Em relação ao retorno do consumo, o maior equívoco está na interpretação que a “recuperação” será linear em termos do poder de compra e vendas. Meu palpite é que ela deve ser em um formato de “K”, no qual os segmentos de maior renda vão se recuperar mais rapidamente que os de baixa renda, assim que o Estado chegar no limite da sua capacidade de financiar auxílios de emergência (um volume não desprezível de recursos, que no caso brasileiro já chegou a 1,8% do PIB). O mesmo vale no B2B: as empresas melhor capitalizadas e mais eficientes vão engolir as que já vinham mal, e até apresentar um aumento nas suas receitas. No caso chinês, por exemplo, a Tencent, dona do WeChat e de uma infinidade de operações digitais, reportou crescimento de 32% (base anual) nas suas receitas
de publicidade do primeiro trimestre (o pico da pandemia naquele país), com a receita de assinaturas de conteúdo digital (música mais vídeo) aumentando 19% no mesmo período de comparação.

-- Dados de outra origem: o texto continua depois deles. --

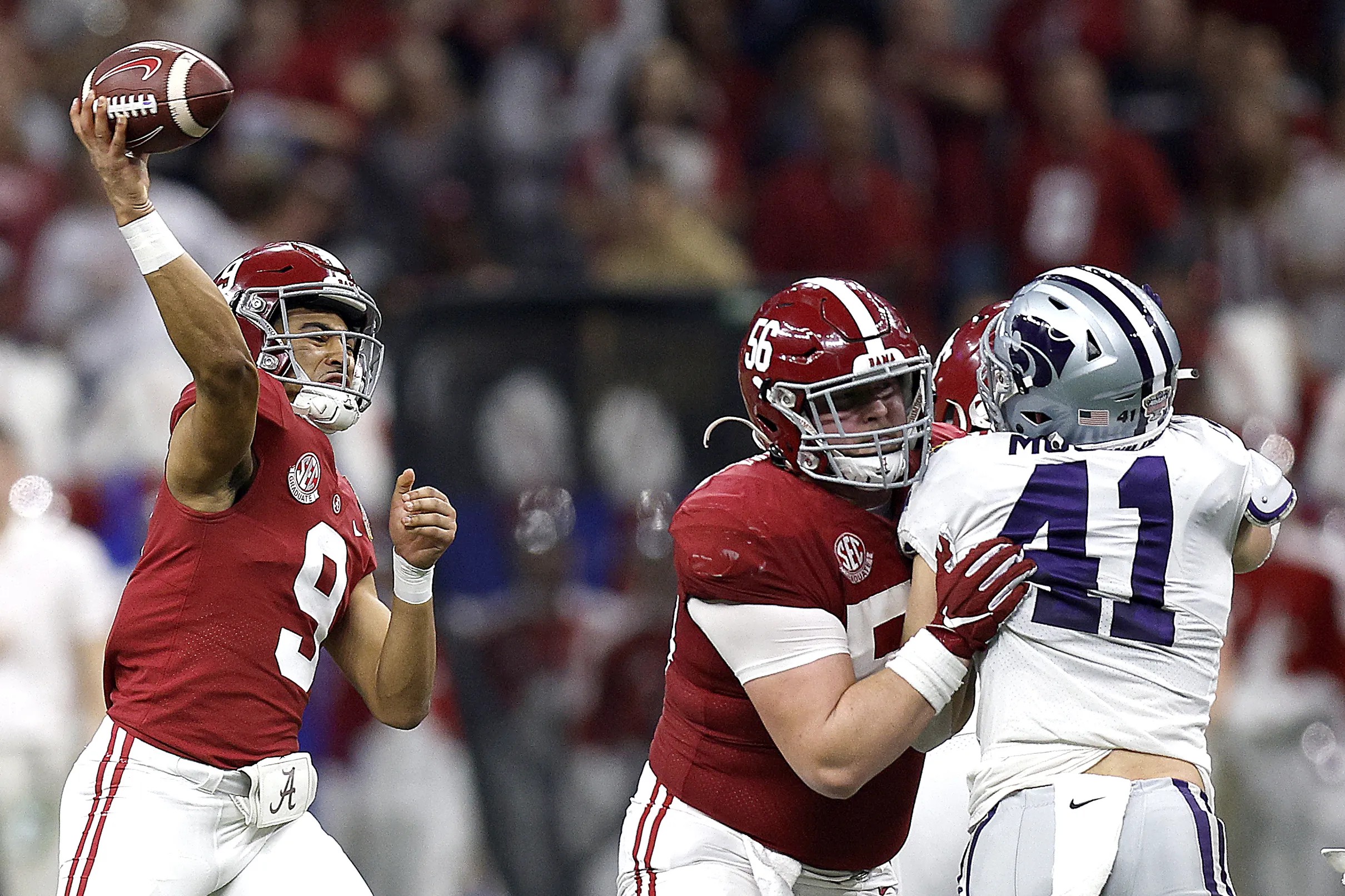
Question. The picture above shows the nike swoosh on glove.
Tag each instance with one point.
(978, 593)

Em outros segmentos, a descida pode se tornar bem mais íngreme do que parece, principalmente pelo fato que a pandemia “angulou” o caminho. Por exemplo, a trajetória do consumo de horas de PayTV nos EUA em geral era uma “ladeira” de -24% ao longo da década, mas em algumas faixas etárias ela virava uma “pirambeira” de 62% negativos (entre o grupo de 18-24 anos). Embora os dados preliminares mostrem uma pequena recuperação no período inicial da quarentena naquele país, a queda deve se tornar ainda mais abrupta daqui por diante, também no Brasil, por conta de tudo que o leitor do Meio & Mensagem vem acompanhando sobre o aumento do consumo dos meios digitais, principalmente streaming.

Mas mesmo dentro do ecossistema digital o impacto da crise vai gerar diferentes rotas para os diversos setores. A pandemia acentuou conflitos sociais latentes e a necessidade das empresas se posicionarem frente aos mesmos, inclusive com cobranças por parte dos anunciantes, como vimos nas últimas semanas. Isso vai levar a um maior controle sobre a aplicação das verbas, principalmente nas cadeias de distribuição “opacas”, como a mídia programática. A Associação Britânica de Anunciantes, em parceria com a PwC, divulgou recentemente um estudo com 15 marcas, no qual analisou mais de mil cadeias de fornecimento de mídia programática e chegou à conclusão que do total investido, apenas 51% ficam com os veículos, e um “delta desconhecido”, de cerca de 15% do investimento evaporou ao longo do processo. A Covid simplesmente antecipou uma pressão que já vinha aumentando no segmento.

Não é possível ainda desenhar um mapa de como será a retomada dos negócios na publicidade ao longo dos próximos meses. Tudo o que é possível é interpretar sinais, inclusive de outros países, e tentar aproximações com
a realidade brasileira. Tenho feito isso cruzando, por exemplo, dados do investimento versus consumo em diversos estados dos EUA, utilizando sites como o tracktherecovery.org, uma iniciativa da Universidade Harvard e da
Fundação Gates, e fazendo paralelos com a realidade de alguns estados brasileiros. Isso chamou minha atenção, entre outras coisas, para o fato de que o aumento da renda do consumidor não vai se traduzir necessariamente em um aumento do consumo (um indicador que apresentava alta correlação em tempos “normais”), que no fim do dia é o que impacta a decisão de investimento em publicidade.

Por maior que seja sua pressa em voltar para o “Campo Base”, não acelere demais o passo. Até porque ele será bem diferente do que era antes. Mas este é tema para outro momento: ainda temos que cobrir uma boa distância até chegar lá.